To protect vital components from intense pressure, such as a robot’s computer brain, engineers often enclose them in spherical or cylindrical pressure housings. This is because circular shapes evenly distribute the water’s pressure over their entire area, whereas shapes with sharp edges (e.g. cubes or pyramids) concentrate stress at those points, increasing the risk of implosion. To ensure the pressure-resistance of these housings, engineers must also use strong materials. But there’s usually a tradeoff: the stronger the housing, the heavier the robot. And heavier robots require greater buoyancy, which can make it awkward and more cumbersome for them move at depth, and cause battery life to drain more quickly.
Traditionally, engineers have solved this problem by relying on flotation devices that compensate for increased weight, allowing heavy robots to still float. The famed submarine Trieste, which was the first to dive the deepest point in the ocean, Challenger Deep in the Mariana Trench, got its buoyancy from a huge tank of gasoline sitting on top of a steel sphere that housed the robot’s pilots—similar in design to a blimp. The gasoline created an internal atmosphere that kept the submarine from collapsing under pressure. And since gasoline is less dense than water, it ensured the vehicle would be buoyant enough to move freely. Big tanks, however, are not ideal for maneuvering along the dark, unknown topography of the seafloor, which ocean robots often need to do.

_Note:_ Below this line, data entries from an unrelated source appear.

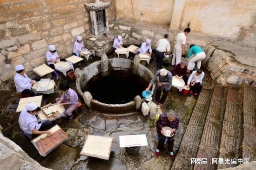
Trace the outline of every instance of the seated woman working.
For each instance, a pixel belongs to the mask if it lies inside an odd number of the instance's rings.
[[[19,65],[15,66],[16,74],[14,77],[14,81],[17,92],[28,95],[30,97],[35,96],[35,93],[32,91],[32,87],[36,82],[27,77],[23,65]]]
[[[197,99],[202,88],[201,84],[204,77],[204,72],[201,69],[198,69],[192,72],[189,78],[187,85],[187,86],[190,89],[188,94],[189,97],[190,97],[191,94],[194,93],[195,98]]]
[[[143,42],[141,46],[141,48],[138,51],[138,53],[142,53],[148,56],[151,56],[152,53],[152,49],[151,45],[151,40],[149,39],[147,39],[146,42]]]
[[[60,59],[54,45],[50,45],[48,48],[49,50],[46,52],[45,58],[46,59],[48,66],[55,70],[54,65],[55,63],[58,63],[60,61],[66,61],[66,59]],[[56,70],[54,70],[54,74],[56,76],[56,79],[58,79],[60,76]]]
[[[76,40],[74,42],[73,47],[73,52],[77,57],[81,56],[81,52],[88,51],[87,48],[84,48],[84,44],[82,40],[82,37],[78,35],[76,37]]]
[[[160,155],[160,150],[164,150],[164,142],[166,137],[162,134],[166,134],[164,127],[169,127],[172,128],[171,134],[175,133],[179,128],[179,117],[176,116],[174,111],[170,111],[167,113],[163,113],[160,115],[159,118],[156,122],[156,132],[159,138],[159,141],[157,144],[155,156],[158,157]],[[173,153],[173,143],[174,142],[174,135],[171,137],[167,137],[168,143],[168,151],[171,156],[171,159],[174,160],[175,156]]]
[[[60,105],[68,105],[68,108],[66,111],[68,122],[71,122],[73,118],[73,111],[78,106],[78,96],[74,90],[69,87],[67,83],[61,83],[60,85],[60,90],[63,92],[60,98],[57,98],[56,102]]]
[[[42,124],[38,123],[37,118],[35,117],[41,109],[37,106],[35,102],[31,103],[26,106],[26,109],[23,110],[19,117],[20,127],[23,131],[24,134],[29,140],[31,140],[36,137],[33,135],[40,135],[47,133],[51,135],[52,132],[49,129],[53,126],[52,123],[46,121]]]
[[[187,71],[187,63],[186,61],[182,61],[174,68],[172,73],[177,78],[183,79],[186,84],[188,81],[188,77],[186,76]]]
[[[114,40],[113,47],[114,50],[116,50],[117,48],[122,47],[123,38],[121,35],[118,35]]]

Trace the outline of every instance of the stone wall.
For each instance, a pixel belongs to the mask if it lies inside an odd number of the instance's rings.
[[[115,0],[108,8],[115,18]],[[47,46],[55,45],[61,57],[71,55],[75,37],[88,34],[89,12],[84,4],[93,0],[3,0],[0,4],[0,81],[15,74],[23,64],[27,71],[45,62]]]
[[[236,38],[256,21],[255,0],[116,0],[116,17],[171,30],[189,24],[193,31]],[[221,28],[221,29],[220,29]]]
[[[157,26],[125,22],[112,22],[110,29],[115,36],[122,35],[125,45],[133,44],[139,46],[149,38],[152,40],[151,47],[153,49],[155,49],[156,42],[162,38],[164,33],[168,33],[172,52],[175,43],[175,37],[179,33]],[[187,36],[186,52],[188,52],[192,44],[204,49],[206,59],[202,65],[213,73],[213,79],[217,83],[238,86],[245,83],[256,86],[256,39],[253,39],[256,36],[256,27],[243,28],[243,30],[244,31],[237,39],[192,32]],[[225,63],[227,64],[223,65]]]

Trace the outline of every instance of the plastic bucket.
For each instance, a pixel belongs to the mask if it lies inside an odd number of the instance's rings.
[[[74,71],[71,71],[68,72],[67,75],[70,79],[72,81],[75,80],[75,76],[74,75]]]
[[[140,146],[127,147],[125,148],[125,150],[129,155],[135,155],[140,152]]]

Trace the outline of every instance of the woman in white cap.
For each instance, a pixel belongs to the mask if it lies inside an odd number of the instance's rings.
[[[20,129],[24,131],[24,134],[30,140],[33,139],[33,135],[40,135],[47,133],[51,135],[50,131],[45,131],[53,126],[52,123],[46,121],[43,123],[38,123],[37,118],[35,117],[41,109],[35,102],[31,103],[26,106],[26,109],[23,110],[19,117],[19,124]]]
[[[147,39],[146,42],[143,42],[141,44],[138,52],[142,54],[148,55],[148,56],[151,56],[152,53],[151,43],[151,40],[149,39]]]
[[[80,57],[81,56],[81,52],[84,50],[88,51],[88,49],[84,48],[84,44],[82,40],[82,37],[78,35],[76,37],[76,40],[74,44],[73,52],[77,57]]]
[[[48,48],[49,50],[46,52],[45,58],[46,59],[48,66],[53,69],[55,70],[54,64],[56,63],[58,63],[61,61],[66,61],[66,59],[60,59],[58,52],[57,52],[56,51],[55,46],[49,45]],[[60,76],[56,70],[54,70],[54,74],[56,76],[56,79],[59,79]]]
[[[27,95],[31,97],[35,96],[35,94],[31,90],[31,88],[36,81],[32,80],[27,77],[23,65],[16,65],[15,70],[16,73],[14,76],[14,81],[17,91],[22,94]]]
[[[155,100],[162,104],[167,97],[168,92],[172,87],[172,74],[170,71],[165,68],[159,70],[150,81],[146,91],[149,90],[150,87],[156,81],[158,77],[159,81],[156,82],[156,86],[155,87]],[[164,87],[162,97],[160,98],[162,87]]]
[[[116,50],[117,48],[121,48],[123,46],[123,38],[120,35],[118,35],[114,40],[113,47],[114,50]]]

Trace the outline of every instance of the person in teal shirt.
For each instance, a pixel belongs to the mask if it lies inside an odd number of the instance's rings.
[[[197,69],[200,69],[201,67],[202,61],[205,59],[206,56],[205,52],[199,46],[192,44],[189,46],[189,51],[187,58],[189,59],[192,55],[195,55],[195,56],[189,62],[188,70],[192,70],[195,67],[195,63],[196,61],[197,62],[196,67],[197,67]]]

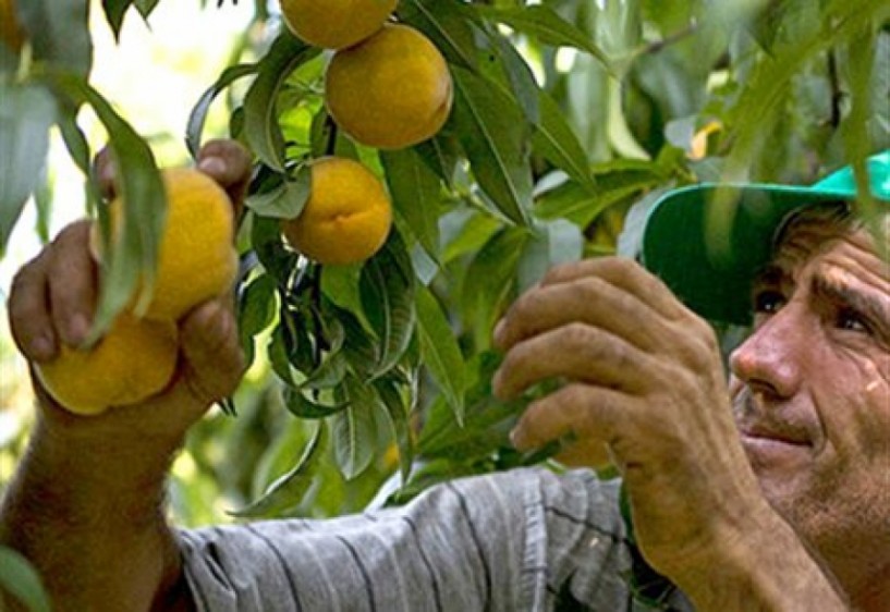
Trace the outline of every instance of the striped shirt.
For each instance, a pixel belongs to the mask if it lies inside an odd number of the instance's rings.
[[[401,507],[179,534],[200,612],[691,611],[629,588],[618,481],[526,468],[434,487]]]

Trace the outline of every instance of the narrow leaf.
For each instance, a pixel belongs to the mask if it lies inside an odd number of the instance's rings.
[[[295,176],[282,176],[278,187],[249,195],[245,205],[263,217],[293,219],[303,211],[309,199],[310,182],[309,169],[304,166]]]
[[[608,56],[577,27],[563,20],[553,9],[544,4],[523,8],[496,9],[473,4],[484,17],[512,27],[554,47],[574,47],[586,51],[611,71]]]
[[[389,371],[414,333],[414,273],[404,244],[392,232],[383,248],[362,269],[362,305],[380,342],[375,376]]]
[[[399,17],[426,34],[449,63],[473,69],[476,44],[467,16],[454,0],[403,0],[399,7]]]
[[[272,42],[258,64],[258,73],[244,97],[244,130],[247,144],[269,168],[284,171],[284,136],[278,123],[278,93],[300,65],[320,53],[288,33]]]
[[[86,81],[52,73],[52,84],[75,105],[89,103],[108,132],[118,169],[118,192],[126,203],[119,236],[105,249],[99,303],[88,342],[95,342],[141,289],[137,308],[150,297],[167,212],[163,183],[148,144]]]
[[[399,392],[398,383],[390,378],[375,380],[374,389],[380,396],[392,426],[392,434],[399,450],[399,473],[402,482],[407,482],[414,464],[414,436],[409,419],[411,406],[403,394]]]
[[[439,254],[441,181],[414,149],[381,151],[380,161],[395,211],[405,220],[427,254]]]
[[[111,32],[114,33],[115,40],[120,40],[123,17],[131,4],[133,4],[133,0],[102,0],[105,17],[108,25],[111,26]]]
[[[229,514],[239,518],[283,516],[300,505],[312,485],[320,457],[328,445],[328,428],[319,421],[296,465],[272,482],[261,498]]]
[[[185,145],[194,159],[197,159],[200,150],[202,134],[210,105],[227,87],[243,76],[255,74],[258,70],[256,64],[241,64],[225,69],[222,74],[202,96],[188,114],[188,122],[185,127]]]
[[[417,287],[416,301],[422,363],[444,394],[458,423],[463,423],[464,359],[456,334],[427,287]]]
[[[27,559],[7,547],[0,547],[0,592],[12,595],[29,612],[51,610],[40,575]]]
[[[88,0],[17,2],[34,59],[86,76],[93,65]]]
[[[56,101],[38,86],[0,81],[0,255],[44,175]]]
[[[587,154],[569,124],[565,112],[550,95],[539,90],[540,122],[532,136],[532,146],[545,159],[589,189],[596,187]]]
[[[525,225],[532,201],[528,124],[502,90],[460,68],[452,72],[453,121],[473,174],[500,212]]]
[[[346,480],[352,480],[370,465],[375,454],[377,427],[375,413],[379,399],[373,387],[350,377],[345,383],[346,409],[331,417],[333,453]]]

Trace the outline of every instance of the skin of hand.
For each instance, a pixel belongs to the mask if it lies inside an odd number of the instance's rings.
[[[214,140],[197,168],[237,209],[251,162],[236,143]],[[95,172],[108,195],[112,166],[107,154],[97,157]],[[88,333],[98,282],[88,241],[87,222],[69,225],[13,280],[10,327],[32,364]],[[37,566],[56,610],[149,610],[156,595],[156,609],[174,609],[168,604],[181,572],[161,510],[167,469],[187,428],[234,391],[245,367],[231,295],[196,306],[179,327],[173,380],[142,404],[82,417],[59,406],[33,377],[38,418],[0,507],[0,542]]]
[[[529,404],[512,434],[516,448],[573,433],[577,442],[558,458],[615,463],[642,552],[697,609],[845,609],[760,492],[714,331],[660,280],[623,258],[556,268],[508,310],[495,343],[505,352],[493,381],[499,397],[563,381]],[[783,563],[785,577],[804,576],[819,593],[820,607],[785,605],[793,600],[766,574]]]

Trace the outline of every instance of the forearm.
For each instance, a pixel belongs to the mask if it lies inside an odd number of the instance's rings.
[[[778,515],[727,535],[712,552],[675,577],[700,612],[850,610],[830,575]]]
[[[0,542],[35,564],[54,610],[148,611],[175,586],[162,513],[175,448],[37,425],[0,509]]]

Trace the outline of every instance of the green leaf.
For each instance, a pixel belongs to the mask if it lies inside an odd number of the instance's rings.
[[[42,180],[56,101],[39,86],[0,81],[0,255],[28,197]]]
[[[284,33],[272,42],[259,61],[258,73],[244,97],[244,131],[247,144],[259,159],[284,171],[284,136],[278,123],[278,94],[297,66],[312,60],[320,49]]]
[[[249,195],[245,205],[263,217],[294,219],[303,211],[309,199],[310,183],[309,168],[301,166],[293,178],[282,175],[277,187]]]
[[[130,302],[138,285],[138,311],[151,296],[158,247],[167,212],[167,197],[155,156],[148,144],[111,105],[83,78],[70,73],[50,73],[52,84],[77,105],[93,107],[108,132],[118,169],[118,193],[126,203],[119,236],[105,249],[99,303],[88,343],[95,342]],[[105,244],[109,228],[105,223]]]
[[[581,185],[588,189],[596,188],[587,154],[565,119],[565,112],[542,89],[539,91],[538,103],[540,122],[532,136],[535,150]]]
[[[402,482],[407,482],[414,465],[414,438],[412,434],[410,393],[399,392],[399,384],[390,377],[378,378],[374,381],[374,389],[382,402],[392,426],[395,446],[399,450],[399,468]]]
[[[526,225],[532,204],[528,124],[510,96],[481,77],[452,68],[452,121],[479,186],[498,210]]]
[[[362,269],[362,305],[380,343],[375,377],[392,369],[411,342],[417,317],[414,278],[398,232],[390,234],[383,248]]]
[[[49,596],[39,574],[19,552],[0,547],[0,591],[12,595],[29,612],[50,612]]]
[[[251,246],[259,262],[278,283],[286,286],[297,270],[300,257],[288,250],[281,240],[281,222],[270,217],[251,215]]]
[[[255,74],[258,70],[257,64],[240,64],[225,69],[219,75],[217,82],[214,83],[202,96],[197,103],[192,108],[188,114],[188,122],[185,126],[185,145],[188,147],[188,152],[194,159],[197,159],[200,150],[202,134],[204,132],[204,124],[207,120],[207,113],[210,111],[210,105],[227,87],[243,76]]]
[[[440,219],[442,229],[442,262],[449,264],[464,255],[476,254],[503,223],[478,210],[459,208]]]
[[[89,74],[93,41],[88,0],[27,0],[16,7],[34,60],[78,76]]]
[[[114,39],[121,38],[121,25],[123,24],[124,14],[126,10],[133,4],[133,0],[102,0],[102,10],[108,25],[114,33]]]
[[[259,274],[241,286],[237,329],[247,364],[254,362],[254,336],[272,323],[277,310],[278,284],[269,274]]]
[[[523,228],[501,230],[466,270],[461,290],[461,318],[473,330],[478,348],[491,343],[495,319],[515,286],[516,265],[528,237],[528,231]]]
[[[531,289],[553,266],[577,261],[583,253],[584,235],[577,225],[564,219],[542,223],[522,252],[516,270],[517,291]]]
[[[376,412],[379,397],[374,390],[354,377],[348,377],[345,392],[349,406],[331,417],[333,454],[346,480],[352,480],[370,465],[377,441]]]
[[[439,255],[439,203],[442,184],[414,149],[380,151],[393,208],[427,254]]]
[[[136,10],[143,16],[143,19],[147,20],[158,5],[158,2],[160,2],[160,0],[135,0],[133,5],[136,7]]]
[[[540,109],[538,103],[539,91],[535,75],[525,62],[513,44],[500,34],[492,36],[500,58],[500,66],[510,86],[510,91],[515,98],[528,123],[537,125],[540,123]]]
[[[444,394],[458,423],[463,423],[464,358],[456,334],[439,302],[427,287],[417,287],[416,303],[420,362]]]
[[[454,0],[402,0],[399,19],[423,32],[449,63],[473,69],[476,42],[472,17]]]
[[[312,485],[327,445],[328,428],[324,421],[319,421],[296,465],[272,482],[261,498],[241,510],[230,511],[229,514],[239,518],[291,515]]]
[[[512,27],[517,32],[538,38],[553,47],[574,47],[590,53],[604,68],[611,71],[608,56],[593,40],[571,23],[563,20],[556,11],[544,4],[524,8],[496,9],[473,4],[484,17]]]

To avoid such bulk, many engineers today opt for a material called syntactic foam. It features a mixture of glue-like epoxy and hollow microscopic glass spheres. The hollow spheres lower the density of the foam, making it lighter than water and creating buoyancy, while the glue provides strength and durability to hold its shape. Syntactic foam can be shaped into any form, allowing ocean robots to move in a streamlined manner.